Monday, February 06, 2006

D-I-V-O-R-C-E

Jackie Ashley's latest piece in the Guardian paints a grim picture of modern relationships. She claims, without reference to any statistics whatsoever, that "Most divorcing men are treating their wife as they do their car, trading her in for a younger model." Luckily for her the Guardian itself has done the research for her last July when this article highlighted the fact that women are, on average, much happier than men after a divorce, and much happier than they were before the divorce. 7% of divorced men claim to feel "suicidal" (as do 3% of divorced women). I guess that 7% are not running around with Ms Ashley's "younger model". Also 46% of divorced women reported feeling "liberated" (as did 37% of divorced men).

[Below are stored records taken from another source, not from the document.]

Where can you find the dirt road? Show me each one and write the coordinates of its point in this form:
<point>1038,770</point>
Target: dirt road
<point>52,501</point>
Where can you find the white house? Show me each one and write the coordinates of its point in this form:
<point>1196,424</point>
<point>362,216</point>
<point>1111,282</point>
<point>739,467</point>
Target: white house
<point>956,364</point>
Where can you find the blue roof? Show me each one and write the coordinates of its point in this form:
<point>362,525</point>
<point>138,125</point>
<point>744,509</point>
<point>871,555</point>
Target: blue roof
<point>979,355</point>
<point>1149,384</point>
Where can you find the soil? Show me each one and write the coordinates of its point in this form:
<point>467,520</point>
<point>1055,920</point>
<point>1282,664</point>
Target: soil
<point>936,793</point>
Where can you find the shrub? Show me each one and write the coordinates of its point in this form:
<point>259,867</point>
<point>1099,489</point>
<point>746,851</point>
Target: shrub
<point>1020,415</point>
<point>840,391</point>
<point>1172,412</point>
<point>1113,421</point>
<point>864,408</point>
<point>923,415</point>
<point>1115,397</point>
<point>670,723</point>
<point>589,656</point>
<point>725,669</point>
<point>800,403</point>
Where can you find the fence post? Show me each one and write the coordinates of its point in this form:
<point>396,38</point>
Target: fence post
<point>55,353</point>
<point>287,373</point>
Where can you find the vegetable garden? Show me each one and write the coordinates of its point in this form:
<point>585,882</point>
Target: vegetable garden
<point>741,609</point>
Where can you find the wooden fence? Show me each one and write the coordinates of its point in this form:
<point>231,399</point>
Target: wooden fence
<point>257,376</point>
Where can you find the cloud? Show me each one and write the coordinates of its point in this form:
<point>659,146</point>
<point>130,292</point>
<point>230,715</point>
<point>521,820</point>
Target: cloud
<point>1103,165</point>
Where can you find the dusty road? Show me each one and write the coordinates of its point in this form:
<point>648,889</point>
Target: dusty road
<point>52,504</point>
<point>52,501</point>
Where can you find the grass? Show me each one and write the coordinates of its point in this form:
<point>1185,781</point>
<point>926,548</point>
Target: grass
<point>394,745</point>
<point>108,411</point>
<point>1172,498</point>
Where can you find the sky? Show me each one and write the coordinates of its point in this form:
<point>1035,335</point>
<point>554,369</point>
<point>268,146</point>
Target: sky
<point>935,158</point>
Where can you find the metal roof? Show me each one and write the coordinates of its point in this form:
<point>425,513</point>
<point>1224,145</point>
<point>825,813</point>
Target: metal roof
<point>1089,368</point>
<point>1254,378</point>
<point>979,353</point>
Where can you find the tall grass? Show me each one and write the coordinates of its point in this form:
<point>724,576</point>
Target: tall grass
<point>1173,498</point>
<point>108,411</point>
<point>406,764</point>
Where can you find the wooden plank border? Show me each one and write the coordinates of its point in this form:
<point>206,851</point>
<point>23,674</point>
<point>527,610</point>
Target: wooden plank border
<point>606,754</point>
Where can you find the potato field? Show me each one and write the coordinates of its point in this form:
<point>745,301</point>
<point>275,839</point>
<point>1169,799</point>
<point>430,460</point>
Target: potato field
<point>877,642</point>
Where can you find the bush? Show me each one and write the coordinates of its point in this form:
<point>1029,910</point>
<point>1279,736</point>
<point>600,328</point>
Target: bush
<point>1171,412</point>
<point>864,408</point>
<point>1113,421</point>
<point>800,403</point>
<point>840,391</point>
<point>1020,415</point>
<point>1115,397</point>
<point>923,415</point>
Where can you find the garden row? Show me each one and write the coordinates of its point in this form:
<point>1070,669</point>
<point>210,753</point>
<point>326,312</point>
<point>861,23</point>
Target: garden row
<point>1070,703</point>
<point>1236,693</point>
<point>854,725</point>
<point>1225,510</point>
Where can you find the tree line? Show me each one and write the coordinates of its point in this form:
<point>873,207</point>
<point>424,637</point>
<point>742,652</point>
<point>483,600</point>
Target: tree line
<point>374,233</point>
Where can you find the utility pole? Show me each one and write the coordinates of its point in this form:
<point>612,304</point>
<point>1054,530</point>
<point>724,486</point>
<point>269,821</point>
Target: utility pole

Ms Ashley goes on to explain that this unevidenced behaviour from men has had an impact on women: "Hence the sad desperation of so many women to use the knife, the needle and the hormone tablets in order to stay as young-looking as possible". I'm no expert but I really don't think it's men who are driving women to the operating table. Surely everyone in their right mind is aware that relationships stop being about appearances after about the first fortnight. Meanwhile the media with its barrage of positive-angled stories about surgery, all the reality TV shows focussed on normalising plastic surgery and it's insistance on portraying only women in their twenties with tiny waists and perfect teeth, could only be said to be doing everything it can to encourage women to believe they need or want to undergo dangerous operations. Articles like Ms Ashley's only bolster that message.

Why does a supposedly high-brow paper persist in publishing this sort of nonsense?